Earlier this year, 12News obtained revelatory memos from Guggenheim Fellows — one of the financial companies that Thompson and fellow commissioner Nick Myers met with last year — expressing their confidence that the two commissioners would bring ACC’s regulations “back in line” with “institutional investor interests.”
The ACC is also working to repeal the commission’s previously established Renewable Energy Standard and Tariff, even though Arizona already has the least ambitious renewable energy goals of its southwestern neighbor states.
ACC’s Role in the Future of Water
Down here in Cochise County, the West Virginia-based Hearthstone Water3 is seeking to consolidate the four water utilities it owns in the county, resulting in minor rate decreases for two utilities, and massive 100% increases for the others.
This follows a trend of water utility consolidation in Arizona. Consumers in areas with lower water rates are complaining that these consolidations, which equalize rates across multiple utilities, are unfairly having them pay dramatically higher rates in order to make the parent companies more profitable and subsidize the costs of maintaining other communities’ utilities.
If the Arizona Agenda
doesn’t remain profitable, who am I going
to write nerdy water articles for?
A more important concern, perhaps, is that Arizona is allowing local water utilities to fall into the hands of conglomerates and investors from other states and countries (like the Canada-based EPCOR, or Wall Street-based Water Asset Management LLC), where absentee management makes profit-driven decisions from a safe distance.
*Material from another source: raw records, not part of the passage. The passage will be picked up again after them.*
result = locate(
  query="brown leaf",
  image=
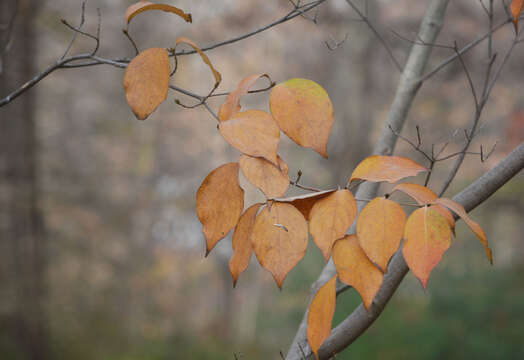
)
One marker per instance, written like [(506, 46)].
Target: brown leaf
[(304, 203), (253, 132), (355, 269), (242, 247), (477, 230), (146, 81), (380, 227), (270, 179), (304, 112), (320, 315), (426, 239), (423, 196), (516, 9), (386, 168), (232, 104), (279, 239), (220, 201), (142, 6), (330, 218)]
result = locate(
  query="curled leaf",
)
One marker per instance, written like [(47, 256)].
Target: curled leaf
[(220, 201), (242, 247), (253, 132), (279, 239), (355, 269), (142, 6), (386, 168), (232, 103), (330, 218), (146, 81), (320, 315), (304, 112)]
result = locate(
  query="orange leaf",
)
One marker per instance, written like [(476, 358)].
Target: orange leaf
[(242, 247), (355, 269), (380, 227), (426, 239), (320, 315), (423, 196), (330, 218), (516, 8), (220, 201), (267, 177), (304, 203), (253, 132), (142, 6), (232, 104), (146, 81), (279, 239), (386, 168), (477, 230), (304, 112)]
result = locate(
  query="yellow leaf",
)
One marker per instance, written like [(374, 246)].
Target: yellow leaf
[(330, 218), (304, 112), (320, 315), (253, 132), (220, 201), (279, 239), (380, 227), (426, 239), (146, 81), (355, 269)]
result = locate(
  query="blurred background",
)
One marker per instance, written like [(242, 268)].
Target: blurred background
[(101, 252)]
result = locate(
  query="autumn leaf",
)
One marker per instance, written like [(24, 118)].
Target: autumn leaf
[(423, 196), (253, 132), (386, 168), (320, 315), (146, 81), (477, 230), (220, 201), (279, 239), (304, 112), (355, 269), (242, 247), (270, 179), (516, 9), (330, 219), (232, 103), (426, 239), (142, 6), (380, 227), (304, 203)]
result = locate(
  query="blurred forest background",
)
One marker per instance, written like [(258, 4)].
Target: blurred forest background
[(101, 252)]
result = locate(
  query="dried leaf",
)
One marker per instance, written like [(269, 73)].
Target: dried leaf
[(355, 269), (242, 247), (270, 179), (386, 168), (330, 218), (304, 203), (380, 227), (320, 315), (304, 112), (423, 196), (220, 201), (426, 239), (253, 132), (146, 81), (232, 104), (279, 239), (477, 230), (142, 6)]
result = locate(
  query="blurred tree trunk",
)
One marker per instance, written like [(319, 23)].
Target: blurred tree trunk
[(22, 242)]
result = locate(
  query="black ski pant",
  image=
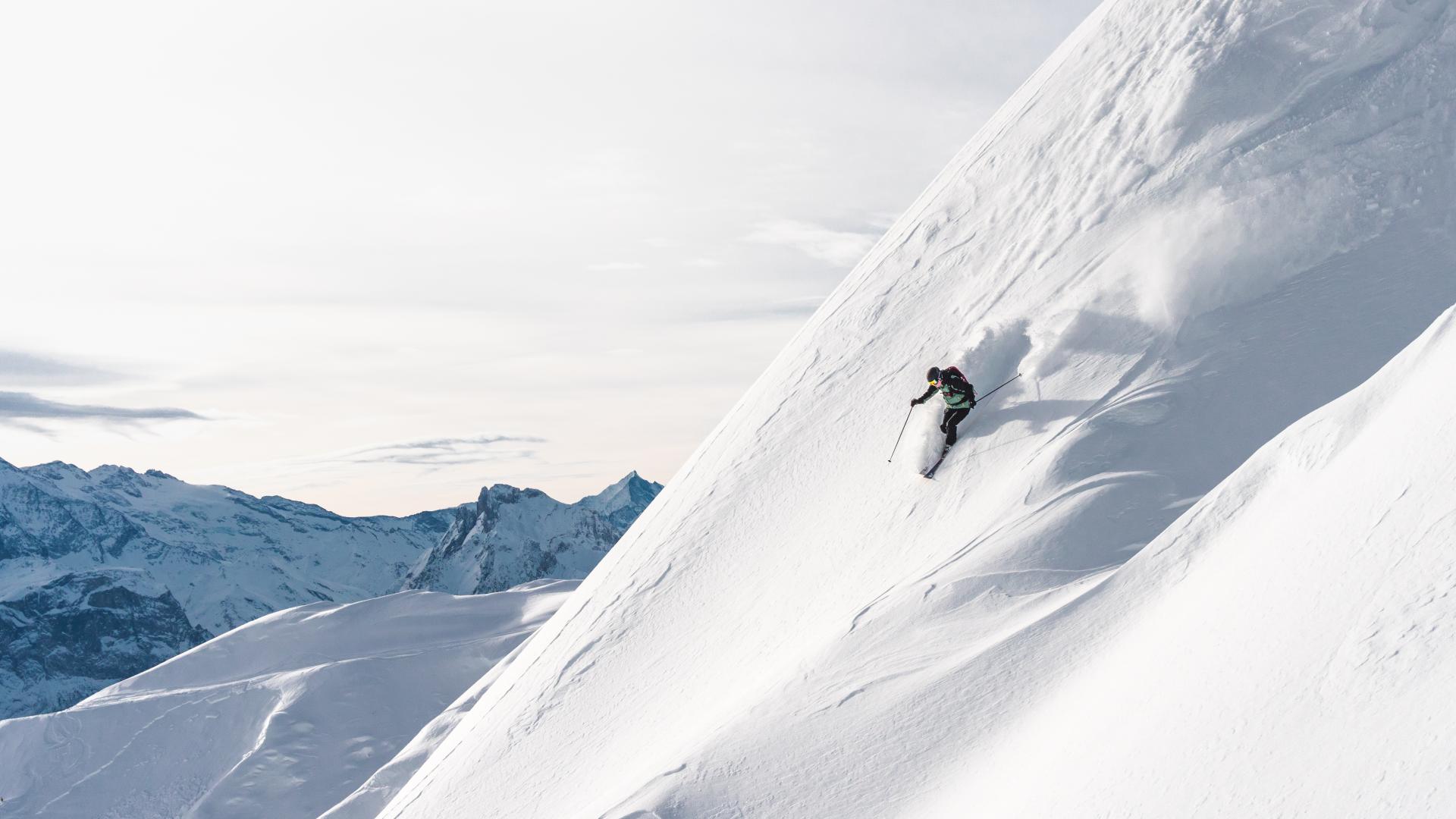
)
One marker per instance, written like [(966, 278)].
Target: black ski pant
[(951, 419)]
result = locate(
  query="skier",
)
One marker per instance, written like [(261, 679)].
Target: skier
[(960, 400)]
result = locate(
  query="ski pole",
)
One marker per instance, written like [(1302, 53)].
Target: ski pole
[(900, 436), (989, 394)]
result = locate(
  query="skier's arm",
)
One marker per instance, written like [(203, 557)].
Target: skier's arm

“Water is the new gold” is the phrase of the day as Colorado River water supplies continue to dry up and groundwater resources continue toward bottoming out. And it’s not hard to imagine how water barons would pursue regulatory capture: Fund ACC candidates who are willing to create “favorable regulatory environments” for water utility investors, increase regulatory burdens on small utilities so that they’re more willing to sell out, “say yes all the time” to the big guys seeking to consolidate and slowly crank up the rates, and support the urban water utility lobbyists when they press back against regulations.4
The solar and renewable energy battlefront will continue to be discussed over cocktails at campaign mixers — it’s easy to drag out arguments about climate change when major interruptions to our daily lives are, for many, a matter of distant-future speculation. But water is different. There is an immediacy to it. As I experienced in my own community — neighbors forget what “politics” even means when it's time to talk about water.
“Slamming” is the transfer of your telephone service from one company to another without your knowledge or consent. “Cramming” is the placement of charges on your telephone bill for services you have not authorized.
After the scandal, ACC Executive Director Jodi Jerich instituted the use of software that creates an archive of text messages sent and received on state-issued phones.
Hearthstone owns 17 water companies in Arizona, Michigan and Texas, and is registered in Montana. Their parent company, Hope Utilities, is registered in West Virginia and also owns six gas utilities.
By the way, ADWR Director Thomas Buschatzke was on the board of directors for Western Urban Water Coalition before taking his current position. WUWC lobbies on behalf of their municipal water provider members, including oppositions to regulations limiting PFAS in water supplies, protections for endangered species, and protective designations for seasonal waterways in the southwest.